Many people use the tap or thump method. You see them standing in the produce section, holding a cantaloupe up to their ear. Some gently tap it with their finger, others rap on it with their knuckle as though they were knocking on a door. Still, others whack it with the palm of their hand. What are they listening for? Some say it should sound hollow. Others say it should sound anything BUT hollow.
Some shoppers scoff at the cantaloupe smackers. These shoppers are all about smell. What are they smelling? Some smell the stem end. Others smell the blossom end. Others smell around the cantaloupe indiscriminately. Some think that a sweet-smelling melon will taste sweet. And, as you might expect, others say a sweet-smelling cantaloupe is passed its prime.
Finally, we have the webbing inspectors. These shoppers will inspect the webbing as though they were a forensic scientist working a crime scene. The will look for just the right amount of raised edging, but not too much. They will feel all around the cantaloupe searching for any imperfection.
The point is that people will use their experience, and the experience of others to be a good judge of quality. In fact, the Bible applies this same type of thinking to our lives as followers of Jesus. The Bible calls this wisdom, and we should be growing in wisdom as we walk with the Lord.
Philippians 1:9 says, “And it is my prayer that your love may abound more and more, with knowledge and all discernment.” We are called to grow in what we know and our ability to discern what is good. This is not always easy, even for those of us who love the Lord.
In the Old Testament, we read about Samuel who was given the job of anointing the next king of Israel. He was sent to the house of Jesse and was to anoint one of Jesse’s sons, the one God would show him.
When Samuel met Jesse’s sons, he presumed that the one God would select would be the one that looked most kingly: handsome, tall, strong, and the oldest.
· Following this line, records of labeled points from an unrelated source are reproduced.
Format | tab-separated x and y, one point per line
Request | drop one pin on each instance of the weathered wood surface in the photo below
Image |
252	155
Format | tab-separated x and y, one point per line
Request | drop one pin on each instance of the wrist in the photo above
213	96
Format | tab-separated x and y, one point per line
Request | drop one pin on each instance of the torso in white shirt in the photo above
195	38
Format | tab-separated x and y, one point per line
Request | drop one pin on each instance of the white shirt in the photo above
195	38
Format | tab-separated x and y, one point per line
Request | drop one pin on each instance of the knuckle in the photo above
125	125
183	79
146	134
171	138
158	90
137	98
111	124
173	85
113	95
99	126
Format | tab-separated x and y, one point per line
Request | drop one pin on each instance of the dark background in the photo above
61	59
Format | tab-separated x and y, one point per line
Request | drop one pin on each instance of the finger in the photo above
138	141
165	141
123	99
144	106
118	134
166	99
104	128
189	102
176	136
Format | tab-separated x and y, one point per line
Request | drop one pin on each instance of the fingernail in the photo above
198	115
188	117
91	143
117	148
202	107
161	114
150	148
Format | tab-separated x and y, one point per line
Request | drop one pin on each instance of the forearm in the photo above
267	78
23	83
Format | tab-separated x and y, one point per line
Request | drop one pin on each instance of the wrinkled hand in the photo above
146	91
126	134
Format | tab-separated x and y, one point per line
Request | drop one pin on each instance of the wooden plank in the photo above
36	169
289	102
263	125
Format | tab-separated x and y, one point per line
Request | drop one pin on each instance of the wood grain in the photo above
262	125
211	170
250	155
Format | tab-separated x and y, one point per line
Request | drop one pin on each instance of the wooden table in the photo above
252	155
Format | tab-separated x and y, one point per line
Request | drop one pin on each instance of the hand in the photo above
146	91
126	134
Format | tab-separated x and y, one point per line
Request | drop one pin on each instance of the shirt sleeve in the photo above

But Samuel was wrong. God looks for quality in ways that we don’t.
1 Samuel 16:7 gives us insight into God’s thinking, “But the Lord said to Samuel, ‘Do not look on his appearance or on the height of his stature, because I have rejected him. For the Lord sees not as man sees: man looks on the outward appearance, but the Lord looks on the heart.’”
To grow in knowledge and discernment, we must understand that the goal is not to SEE. Rather, the goal is to see as God sees. This requires humility because the Bible makes it quite clear that by default, we don’t see as God sees. We evaluate people and circumstances through a filter that is informed by our own interests and experiences.
When we meet people, we can experience the joy of wisdom by seeking to find out what God sees. One thing we know for sure: God sees someone He was willing to die for.
We can also experience the joy of gratitude when thinking about the circumstances we find ourselves in. We look at the difficulties we face and assume they must be bad because it is so hard. But the Bible gives us a better view: God only works in us from His goodness. He only puts us in circumstances that are difficult to form Jesus in us.
I look forward to being with you this Sunday as we celebrate the work of God in Jesus Christ together! This Sunday, we will be seeking God through His Word in Philippians 1:9-11.